Halloween 2007 |work| File
Rob Zombie’s Halloween doesn’t just remake John Carpenter’s original; it dissects it, smothers it in white trash realism, and stitches it back together with a sledgehammer. Whether that’s a triumph or a travesty depends entirely on what you want from Michael Myers.

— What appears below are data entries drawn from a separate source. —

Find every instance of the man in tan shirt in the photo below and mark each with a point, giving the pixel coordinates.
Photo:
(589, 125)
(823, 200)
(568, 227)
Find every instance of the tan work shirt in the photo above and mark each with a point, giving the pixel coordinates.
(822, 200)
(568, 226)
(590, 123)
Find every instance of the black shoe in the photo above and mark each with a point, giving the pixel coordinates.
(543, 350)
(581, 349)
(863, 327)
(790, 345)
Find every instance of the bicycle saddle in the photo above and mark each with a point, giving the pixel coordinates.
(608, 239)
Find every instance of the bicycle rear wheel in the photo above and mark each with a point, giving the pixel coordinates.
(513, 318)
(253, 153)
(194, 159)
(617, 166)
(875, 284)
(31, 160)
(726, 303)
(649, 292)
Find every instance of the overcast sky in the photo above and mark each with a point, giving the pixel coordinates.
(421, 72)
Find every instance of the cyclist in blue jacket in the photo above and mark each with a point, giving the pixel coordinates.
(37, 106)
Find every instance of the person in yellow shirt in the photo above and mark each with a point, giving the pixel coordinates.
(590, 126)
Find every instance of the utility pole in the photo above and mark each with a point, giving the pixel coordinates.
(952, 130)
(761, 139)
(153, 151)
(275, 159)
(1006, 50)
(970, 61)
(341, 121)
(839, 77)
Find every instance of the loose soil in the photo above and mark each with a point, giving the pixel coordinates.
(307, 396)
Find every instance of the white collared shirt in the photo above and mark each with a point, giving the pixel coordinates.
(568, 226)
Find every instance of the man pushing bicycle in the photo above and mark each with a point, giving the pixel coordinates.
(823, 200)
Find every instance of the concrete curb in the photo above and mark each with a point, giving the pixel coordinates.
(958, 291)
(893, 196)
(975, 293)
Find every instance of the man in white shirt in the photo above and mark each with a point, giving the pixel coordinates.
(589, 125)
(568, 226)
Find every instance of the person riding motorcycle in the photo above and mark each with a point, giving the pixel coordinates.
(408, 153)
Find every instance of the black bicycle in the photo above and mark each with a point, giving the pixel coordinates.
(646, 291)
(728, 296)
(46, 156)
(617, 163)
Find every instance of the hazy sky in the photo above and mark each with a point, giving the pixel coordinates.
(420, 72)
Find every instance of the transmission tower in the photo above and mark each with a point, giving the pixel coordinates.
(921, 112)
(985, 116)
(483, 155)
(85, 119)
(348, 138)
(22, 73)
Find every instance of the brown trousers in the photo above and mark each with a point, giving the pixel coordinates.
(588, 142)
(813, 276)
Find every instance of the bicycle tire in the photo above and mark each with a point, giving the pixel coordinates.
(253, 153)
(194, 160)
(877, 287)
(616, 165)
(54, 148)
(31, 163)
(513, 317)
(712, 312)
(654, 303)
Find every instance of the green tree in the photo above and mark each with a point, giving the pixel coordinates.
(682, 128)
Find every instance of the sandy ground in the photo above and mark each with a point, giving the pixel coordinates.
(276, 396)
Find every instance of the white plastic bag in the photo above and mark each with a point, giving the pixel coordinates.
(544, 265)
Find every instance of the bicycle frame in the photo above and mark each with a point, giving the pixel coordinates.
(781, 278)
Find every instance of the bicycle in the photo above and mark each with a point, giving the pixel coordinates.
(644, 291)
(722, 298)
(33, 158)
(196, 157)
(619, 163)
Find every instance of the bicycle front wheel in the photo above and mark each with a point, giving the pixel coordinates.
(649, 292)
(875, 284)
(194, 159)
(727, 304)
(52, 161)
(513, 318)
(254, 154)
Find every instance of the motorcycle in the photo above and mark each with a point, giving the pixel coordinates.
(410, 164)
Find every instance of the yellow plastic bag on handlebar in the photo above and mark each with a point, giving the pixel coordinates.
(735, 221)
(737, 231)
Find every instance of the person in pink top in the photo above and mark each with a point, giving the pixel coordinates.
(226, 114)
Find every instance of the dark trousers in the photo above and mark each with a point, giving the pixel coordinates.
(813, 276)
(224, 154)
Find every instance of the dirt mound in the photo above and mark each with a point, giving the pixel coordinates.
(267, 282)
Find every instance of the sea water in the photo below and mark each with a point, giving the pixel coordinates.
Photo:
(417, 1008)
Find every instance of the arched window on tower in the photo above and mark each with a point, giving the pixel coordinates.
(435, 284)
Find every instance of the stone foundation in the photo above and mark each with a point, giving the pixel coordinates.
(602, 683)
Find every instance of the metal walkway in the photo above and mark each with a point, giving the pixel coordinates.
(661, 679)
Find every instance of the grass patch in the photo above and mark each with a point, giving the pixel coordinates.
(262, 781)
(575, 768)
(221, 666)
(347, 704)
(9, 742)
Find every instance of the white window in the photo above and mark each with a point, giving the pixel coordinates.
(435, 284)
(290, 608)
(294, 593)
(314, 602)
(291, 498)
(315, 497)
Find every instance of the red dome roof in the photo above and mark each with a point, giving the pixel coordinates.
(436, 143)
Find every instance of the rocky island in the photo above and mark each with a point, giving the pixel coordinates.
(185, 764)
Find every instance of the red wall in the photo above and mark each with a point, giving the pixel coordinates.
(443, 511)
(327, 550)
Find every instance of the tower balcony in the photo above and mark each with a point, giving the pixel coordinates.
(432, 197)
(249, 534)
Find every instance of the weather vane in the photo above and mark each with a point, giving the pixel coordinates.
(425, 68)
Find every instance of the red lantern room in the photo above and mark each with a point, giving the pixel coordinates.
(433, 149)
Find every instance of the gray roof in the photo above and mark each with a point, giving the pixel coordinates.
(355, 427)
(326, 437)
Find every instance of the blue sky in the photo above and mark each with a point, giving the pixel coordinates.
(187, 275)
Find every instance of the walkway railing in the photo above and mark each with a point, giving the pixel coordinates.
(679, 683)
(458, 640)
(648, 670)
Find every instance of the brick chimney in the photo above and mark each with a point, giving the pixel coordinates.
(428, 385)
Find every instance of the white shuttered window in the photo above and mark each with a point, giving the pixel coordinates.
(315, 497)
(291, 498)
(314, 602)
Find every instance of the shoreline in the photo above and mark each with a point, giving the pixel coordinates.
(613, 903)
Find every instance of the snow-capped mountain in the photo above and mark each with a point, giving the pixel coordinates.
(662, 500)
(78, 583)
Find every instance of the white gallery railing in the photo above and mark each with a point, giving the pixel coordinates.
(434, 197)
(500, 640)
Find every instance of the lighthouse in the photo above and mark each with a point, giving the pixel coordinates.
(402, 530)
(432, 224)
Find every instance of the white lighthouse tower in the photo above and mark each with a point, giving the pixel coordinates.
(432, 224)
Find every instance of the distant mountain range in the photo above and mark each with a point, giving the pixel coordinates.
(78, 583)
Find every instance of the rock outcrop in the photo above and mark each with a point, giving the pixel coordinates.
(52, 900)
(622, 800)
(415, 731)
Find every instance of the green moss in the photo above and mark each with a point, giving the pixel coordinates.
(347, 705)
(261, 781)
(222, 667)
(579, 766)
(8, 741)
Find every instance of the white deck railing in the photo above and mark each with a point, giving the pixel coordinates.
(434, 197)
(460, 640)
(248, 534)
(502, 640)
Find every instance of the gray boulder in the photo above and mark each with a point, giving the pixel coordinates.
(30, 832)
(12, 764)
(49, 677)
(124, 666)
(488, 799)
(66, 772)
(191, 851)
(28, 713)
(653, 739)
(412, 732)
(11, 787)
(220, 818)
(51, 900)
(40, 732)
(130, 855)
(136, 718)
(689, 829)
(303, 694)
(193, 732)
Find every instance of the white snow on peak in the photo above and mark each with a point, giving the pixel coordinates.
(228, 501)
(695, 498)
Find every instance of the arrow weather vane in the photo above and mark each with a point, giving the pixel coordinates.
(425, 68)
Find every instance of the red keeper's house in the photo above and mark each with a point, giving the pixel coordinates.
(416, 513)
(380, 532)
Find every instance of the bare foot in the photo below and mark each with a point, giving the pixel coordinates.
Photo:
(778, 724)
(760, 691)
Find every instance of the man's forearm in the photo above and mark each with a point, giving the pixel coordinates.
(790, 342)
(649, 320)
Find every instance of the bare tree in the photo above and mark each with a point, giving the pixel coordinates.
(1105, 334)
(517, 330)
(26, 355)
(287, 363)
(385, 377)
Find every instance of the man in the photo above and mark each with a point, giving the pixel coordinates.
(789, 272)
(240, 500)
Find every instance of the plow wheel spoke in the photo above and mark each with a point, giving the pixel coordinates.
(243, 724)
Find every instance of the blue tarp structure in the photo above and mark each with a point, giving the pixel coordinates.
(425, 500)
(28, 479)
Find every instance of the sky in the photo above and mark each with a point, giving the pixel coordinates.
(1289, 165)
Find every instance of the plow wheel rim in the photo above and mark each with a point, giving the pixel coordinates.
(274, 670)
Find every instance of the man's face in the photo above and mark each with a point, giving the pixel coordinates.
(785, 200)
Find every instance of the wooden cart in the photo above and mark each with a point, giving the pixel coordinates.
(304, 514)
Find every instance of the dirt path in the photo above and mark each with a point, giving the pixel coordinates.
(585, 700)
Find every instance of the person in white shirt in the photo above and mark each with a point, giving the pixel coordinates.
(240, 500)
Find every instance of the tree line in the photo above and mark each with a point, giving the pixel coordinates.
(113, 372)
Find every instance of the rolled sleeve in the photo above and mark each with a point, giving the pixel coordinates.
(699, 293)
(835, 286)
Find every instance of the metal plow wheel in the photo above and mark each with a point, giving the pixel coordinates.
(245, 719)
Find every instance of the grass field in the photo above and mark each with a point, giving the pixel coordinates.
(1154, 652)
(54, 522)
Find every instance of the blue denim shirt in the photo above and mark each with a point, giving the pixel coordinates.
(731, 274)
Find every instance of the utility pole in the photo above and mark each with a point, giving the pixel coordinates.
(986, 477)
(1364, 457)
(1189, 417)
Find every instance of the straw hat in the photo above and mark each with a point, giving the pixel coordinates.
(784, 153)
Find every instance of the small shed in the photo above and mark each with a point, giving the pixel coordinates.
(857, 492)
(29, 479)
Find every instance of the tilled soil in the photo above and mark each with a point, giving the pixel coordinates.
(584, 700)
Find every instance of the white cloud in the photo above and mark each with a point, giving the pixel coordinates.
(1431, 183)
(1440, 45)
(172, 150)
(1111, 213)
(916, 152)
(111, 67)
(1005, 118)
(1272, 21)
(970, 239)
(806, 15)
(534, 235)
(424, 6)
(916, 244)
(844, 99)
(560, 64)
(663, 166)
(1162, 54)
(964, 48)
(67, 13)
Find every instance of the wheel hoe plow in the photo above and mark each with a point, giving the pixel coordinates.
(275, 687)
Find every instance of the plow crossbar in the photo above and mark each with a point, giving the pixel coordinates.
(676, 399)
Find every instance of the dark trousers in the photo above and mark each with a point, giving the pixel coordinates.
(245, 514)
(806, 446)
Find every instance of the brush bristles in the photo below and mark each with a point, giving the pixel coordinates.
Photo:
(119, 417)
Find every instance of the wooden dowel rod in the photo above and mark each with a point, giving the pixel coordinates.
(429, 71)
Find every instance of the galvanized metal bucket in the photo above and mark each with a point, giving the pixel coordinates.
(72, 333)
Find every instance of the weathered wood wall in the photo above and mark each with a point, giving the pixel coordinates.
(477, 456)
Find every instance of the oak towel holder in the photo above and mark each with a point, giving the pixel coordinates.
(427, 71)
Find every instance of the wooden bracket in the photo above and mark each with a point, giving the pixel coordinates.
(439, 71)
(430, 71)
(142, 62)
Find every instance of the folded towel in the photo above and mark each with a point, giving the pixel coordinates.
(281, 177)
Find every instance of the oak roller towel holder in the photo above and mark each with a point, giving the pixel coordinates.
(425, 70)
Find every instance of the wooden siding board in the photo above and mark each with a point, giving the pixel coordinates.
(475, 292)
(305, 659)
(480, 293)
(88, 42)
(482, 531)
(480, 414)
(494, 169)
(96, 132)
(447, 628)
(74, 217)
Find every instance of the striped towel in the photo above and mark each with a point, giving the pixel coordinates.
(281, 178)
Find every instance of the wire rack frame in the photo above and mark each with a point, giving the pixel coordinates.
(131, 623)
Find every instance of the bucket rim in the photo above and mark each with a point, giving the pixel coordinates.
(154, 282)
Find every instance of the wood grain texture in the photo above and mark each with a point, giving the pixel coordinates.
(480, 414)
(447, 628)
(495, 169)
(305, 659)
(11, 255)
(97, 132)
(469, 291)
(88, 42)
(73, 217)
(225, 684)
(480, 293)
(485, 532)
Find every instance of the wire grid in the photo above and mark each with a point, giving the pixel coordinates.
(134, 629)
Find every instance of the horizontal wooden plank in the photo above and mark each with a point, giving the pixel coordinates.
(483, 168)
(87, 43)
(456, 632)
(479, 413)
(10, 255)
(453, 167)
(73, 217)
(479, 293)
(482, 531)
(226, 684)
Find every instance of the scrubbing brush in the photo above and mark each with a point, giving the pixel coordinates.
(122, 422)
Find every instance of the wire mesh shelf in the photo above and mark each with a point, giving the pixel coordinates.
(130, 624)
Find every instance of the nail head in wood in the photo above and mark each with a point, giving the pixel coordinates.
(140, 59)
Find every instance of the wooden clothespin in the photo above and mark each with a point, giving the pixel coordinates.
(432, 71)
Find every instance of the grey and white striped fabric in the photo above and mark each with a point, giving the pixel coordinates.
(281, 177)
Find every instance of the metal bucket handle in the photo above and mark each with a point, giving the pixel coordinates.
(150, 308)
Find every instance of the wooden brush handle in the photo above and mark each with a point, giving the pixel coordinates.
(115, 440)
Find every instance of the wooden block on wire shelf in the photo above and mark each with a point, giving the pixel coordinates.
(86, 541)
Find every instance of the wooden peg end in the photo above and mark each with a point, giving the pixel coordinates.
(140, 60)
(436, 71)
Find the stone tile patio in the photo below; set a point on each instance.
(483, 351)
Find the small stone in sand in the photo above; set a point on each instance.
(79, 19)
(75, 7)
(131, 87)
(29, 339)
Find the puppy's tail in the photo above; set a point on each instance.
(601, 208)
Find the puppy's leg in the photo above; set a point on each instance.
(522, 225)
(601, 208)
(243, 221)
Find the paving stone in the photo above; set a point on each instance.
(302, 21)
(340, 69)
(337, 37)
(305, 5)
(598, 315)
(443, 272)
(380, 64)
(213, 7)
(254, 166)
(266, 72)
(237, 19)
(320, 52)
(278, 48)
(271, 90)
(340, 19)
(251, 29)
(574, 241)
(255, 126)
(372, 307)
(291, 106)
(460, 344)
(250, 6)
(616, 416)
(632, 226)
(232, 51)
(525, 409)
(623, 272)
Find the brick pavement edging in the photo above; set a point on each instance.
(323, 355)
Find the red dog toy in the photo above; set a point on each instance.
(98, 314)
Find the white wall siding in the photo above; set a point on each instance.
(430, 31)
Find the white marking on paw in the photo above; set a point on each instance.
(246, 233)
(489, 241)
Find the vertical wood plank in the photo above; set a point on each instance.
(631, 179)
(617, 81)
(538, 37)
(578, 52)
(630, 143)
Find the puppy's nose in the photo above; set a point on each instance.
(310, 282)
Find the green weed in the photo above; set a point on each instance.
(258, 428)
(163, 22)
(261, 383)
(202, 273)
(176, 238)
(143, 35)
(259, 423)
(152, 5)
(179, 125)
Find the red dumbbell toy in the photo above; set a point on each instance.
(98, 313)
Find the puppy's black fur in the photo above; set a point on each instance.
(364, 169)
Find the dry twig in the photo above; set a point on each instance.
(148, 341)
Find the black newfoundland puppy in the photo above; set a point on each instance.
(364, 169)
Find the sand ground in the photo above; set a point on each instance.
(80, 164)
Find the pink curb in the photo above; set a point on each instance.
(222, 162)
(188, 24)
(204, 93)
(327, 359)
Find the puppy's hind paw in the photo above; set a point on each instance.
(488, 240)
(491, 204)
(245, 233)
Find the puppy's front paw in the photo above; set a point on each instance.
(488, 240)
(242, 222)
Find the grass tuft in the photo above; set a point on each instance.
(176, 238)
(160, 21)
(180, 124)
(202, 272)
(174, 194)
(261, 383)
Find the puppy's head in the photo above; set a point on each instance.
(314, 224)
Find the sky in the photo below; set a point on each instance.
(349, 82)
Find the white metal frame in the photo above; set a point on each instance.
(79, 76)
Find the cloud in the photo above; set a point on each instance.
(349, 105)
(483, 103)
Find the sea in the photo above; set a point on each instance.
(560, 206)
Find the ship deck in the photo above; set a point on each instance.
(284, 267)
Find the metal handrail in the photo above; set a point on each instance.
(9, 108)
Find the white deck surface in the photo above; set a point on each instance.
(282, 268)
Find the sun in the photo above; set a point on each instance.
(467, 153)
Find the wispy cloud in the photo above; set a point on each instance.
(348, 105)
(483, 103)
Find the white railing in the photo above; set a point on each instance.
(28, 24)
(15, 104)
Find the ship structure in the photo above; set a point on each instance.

Once Michael escapes Smith’s Grove (now a hulking, profane madhouse run by a lecherous Malcolm McDowell as Dr. Loomis), the film shifts into a greatest-hits reel of the 1978 original. Laurie Strode (Scout Taylor-Compton) is no longer the quiet, smart final girl; she’s a screaming, emotional wreck. The stalking scenes are present, but Zombie replaces Carpenter’s suspenseful silence with loud, hulking brutality. The biggest misfire? The mask. Zombie’s weathered, grimy version strips away the eerie emptiness. And giving Michael (now a 7-foot Tyler Mane) a backstory of mommy issues ironically makes him less scary. The unknown was always the point. halloween 2007
Rating: ★★★☆☆ (3/5) or ★★★★☆ (4/5) depending on your tolerance for grit Loomis), the film shifts into a greatest-hits reel
Zombie makes a bold choice: spend the first 45 minutes inside the broken home of 10-year-old Michael Myers (Daeg Faerch). This isn’t the unknowable, ghost-like boogeyman of 1978. This is a boy with a neglectful stripper mother (Sheri Moon Zombie), an abusive stepfather, and a bullying sister. Zombie argues that Michael was created , not born. And it works. Young Faerch is terrifyingly believable—a ticking time bomb of animal rage. The murder of his stepfamily is raw, ugly, and far more visceral than the original’s clinical stalking. You almost feel sorry for him. Almost . The biggest misfire
if you love the original’s mystique. Watch it if you want to see what happens when the boogeyman takes off his mask and says “die.”